KABARBURSA.COM – Pengamat otomotif Yannes Martinus Pasaribu mendesak pemerintah untuk mempertimbangkan kembali rencananya menaikkan pajak pertambahan nilai (PPN) dari 11 persen menjadi 12 persen agar industri otomotif dapat bangkit dari keterpurukan.

“Walaupun sangat sulit dijalankan, tinjau kembali rencana kenaikan berbagai pungutan pajak dan retribusi pusat dan daerah,” kata Yannes kepada kabarbursa.com, Jumat, 27 Desember 2024.

Yannes optimistis industri otomotif akan bangkit dari keterpurukan tanpa PPN dan pungutan. Karena, menurutnya, selama ini PPN dan pungutan hanya menambah beban keuangan masyarakat serta pelaku usaha kelas menengah dan bawah.

Di sisi lain, syarat agar industri otomotif bangkit pada tahun 2025 adalah mengupayakan agar industri otomotif melakukan reinvestasi di industri berbasis otomasi dan robotik yang lebih efisien.

“Kembangkan penelitian dan pengembangan untuk menghasilkan produk yang inovatif dan terjangkau, sesuai dengan kebutuhan pasar domestik,” ujarnya.

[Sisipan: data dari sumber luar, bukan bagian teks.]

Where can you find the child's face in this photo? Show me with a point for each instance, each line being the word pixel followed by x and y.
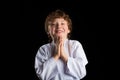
pixel 58 28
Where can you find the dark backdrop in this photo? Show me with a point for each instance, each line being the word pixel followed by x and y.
pixel 29 34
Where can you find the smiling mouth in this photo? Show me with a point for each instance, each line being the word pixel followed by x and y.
pixel 59 31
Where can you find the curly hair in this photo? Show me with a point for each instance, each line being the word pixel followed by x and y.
pixel 58 14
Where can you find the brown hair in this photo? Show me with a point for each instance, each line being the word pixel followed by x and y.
pixel 58 14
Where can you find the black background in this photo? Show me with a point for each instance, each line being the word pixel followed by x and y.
pixel 27 35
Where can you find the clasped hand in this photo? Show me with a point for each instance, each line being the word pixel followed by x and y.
pixel 59 49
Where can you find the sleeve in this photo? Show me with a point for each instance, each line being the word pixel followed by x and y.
pixel 76 65
pixel 46 68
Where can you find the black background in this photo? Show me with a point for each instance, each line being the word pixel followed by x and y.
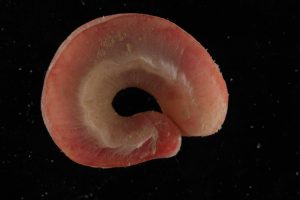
pixel 256 43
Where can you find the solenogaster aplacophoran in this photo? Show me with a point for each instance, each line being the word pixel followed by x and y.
pixel 112 53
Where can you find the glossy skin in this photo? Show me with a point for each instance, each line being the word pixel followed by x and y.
pixel 130 50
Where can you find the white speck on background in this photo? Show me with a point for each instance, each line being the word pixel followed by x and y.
pixel 258 145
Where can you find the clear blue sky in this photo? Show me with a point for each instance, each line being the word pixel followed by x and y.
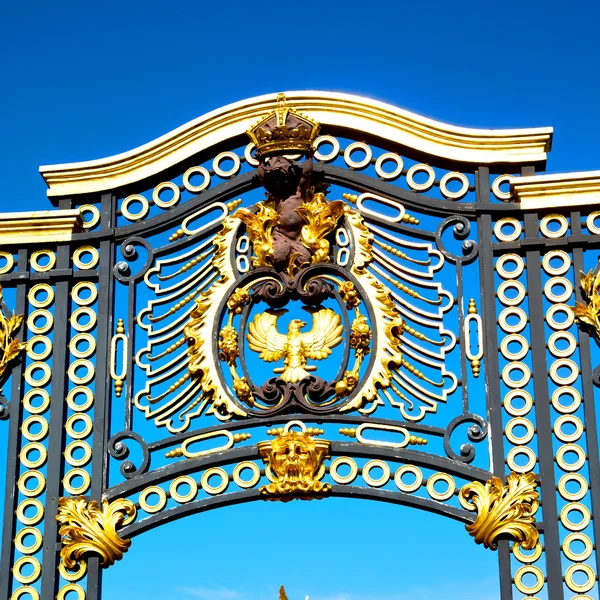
pixel 86 80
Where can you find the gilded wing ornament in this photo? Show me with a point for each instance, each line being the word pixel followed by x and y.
pixel 295 347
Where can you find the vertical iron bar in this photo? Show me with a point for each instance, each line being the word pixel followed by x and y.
pixel 491 366
pixel 543 416
pixel 11 495
pixel 54 473
pixel 589 402
pixel 103 381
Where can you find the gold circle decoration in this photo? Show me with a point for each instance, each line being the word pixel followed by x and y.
pixel 73 575
pixel 591 222
pixel 70 453
pixel 78 313
pixel 529 570
pixel 376 464
pixel 32 295
pixel 559 308
pixel 358 164
pixel 563 225
pixel 454 176
pixel 408 487
pixel 36 367
pixel 343 479
pixel 512 311
pixel 335 148
pixel 70 587
pixel 194 189
pixel 27 476
pixel 580 480
pixel 561 255
pixel 87 403
pixel 215 489
pixel 90 371
pixel 79 287
pixel 94 213
pixel 510 398
pixel 514 338
pixel 389 175
pixel 152 508
pixel 87 426
pixel 246 483
pixel 521 451
pixel 33 447
pixel 143 211
pixel 568 449
pixel 510 368
pixel 441 495
pixel 27 560
pixel 564 379
pixel 86 338
pixel 504 196
pixel 34 316
pixel 79 257
pixel 229 172
pixel 562 335
pixel 25 589
pixel 26 428
pixel 10 262
pixel 183 480
pixel 519 422
pixel 34 260
pixel 420 168
pixel 568 437
pixel 166 185
pixel 559 297
pixel 527 558
pixel 511 258
pixel 511 285
pixel 36 518
pixel 517 229
pixel 39 339
pixel 580 587
pixel 37 541
pixel 82 487
pixel 566 408
pixel 577 556
pixel 565 516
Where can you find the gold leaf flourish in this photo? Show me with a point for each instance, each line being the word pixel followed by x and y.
pixel 85 528
pixel 503 510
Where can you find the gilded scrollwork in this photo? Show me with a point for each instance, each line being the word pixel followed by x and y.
pixel 295 463
pixel 87 528
pixel 503 510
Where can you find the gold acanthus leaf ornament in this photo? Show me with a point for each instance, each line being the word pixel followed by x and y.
pixel 87 528
pixel 588 311
pixel 503 510
pixel 295 464
pixel 10 346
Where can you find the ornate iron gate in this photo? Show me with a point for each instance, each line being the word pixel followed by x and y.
pixel 414 284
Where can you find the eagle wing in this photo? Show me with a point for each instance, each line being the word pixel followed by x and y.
pixel 264 338
pixel 326 333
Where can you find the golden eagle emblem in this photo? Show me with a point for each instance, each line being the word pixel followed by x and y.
pixel 295 347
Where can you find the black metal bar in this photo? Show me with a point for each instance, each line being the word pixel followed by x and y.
pixel 54 473
pixel 11 495
pixel 542 414
pixel 102 393
pixel 589 402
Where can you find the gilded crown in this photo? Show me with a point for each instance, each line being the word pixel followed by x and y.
pixel 284 130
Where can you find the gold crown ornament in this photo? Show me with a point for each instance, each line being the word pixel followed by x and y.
pixel 283 130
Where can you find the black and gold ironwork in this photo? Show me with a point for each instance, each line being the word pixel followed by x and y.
pixel 404 311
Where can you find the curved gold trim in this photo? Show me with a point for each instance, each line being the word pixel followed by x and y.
pixel 339 111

Selain itu, yang tidak kalah penting adalah reskilling dan upskilling tenaga kerja industri agar comply dengan industry 4.0 dengan kerjasama dengan perguruan-perguruan tinggi terkemuka Indonesia.

Kemudian, langkah berikutnya adalah meningkatkan daya beli masyarakat dengan memberikan insentif untuk kelas menengah agar dapat meningkatkan daya beli, mendorong konsumsi domestik serta menjadi pendorong pertumbuhan ekonomi.

“Jaga stabilitas ekonomi dengan mengendalikan inflasi, memastikan nilai tukar yang stabil, dan menciptakan iklim investasi yang kondusif akan memberikan kepercayaan bagi kelas menengah untuk berinvestasi dan berpartisipasi aktif dalam perekonomian,” jelasnya.

Tantangan Industri Otomotif Tahun 2025

Akademisi dari Institut Teknologi Bandung (ITB) itu juga mengungkapkan bahwa Industri otomotif di Indonesia menghadapi beragam tantangan dari dalam dan di luar negeri. Setelah mengalami penurunan performa penjualan pada 2024, tantangan industri otomotif di Indonesia pada tahun 2025 adalah ketegangan geopolitik.

Pengamat otomotif Yannes Martinus Pasaribu mengatakan, selain harus membenahi penjualan yang terus merosot, industri otomotif di Tanah Air harus menghadapi perang dagang antara Amerika Serikat (AS) dan China.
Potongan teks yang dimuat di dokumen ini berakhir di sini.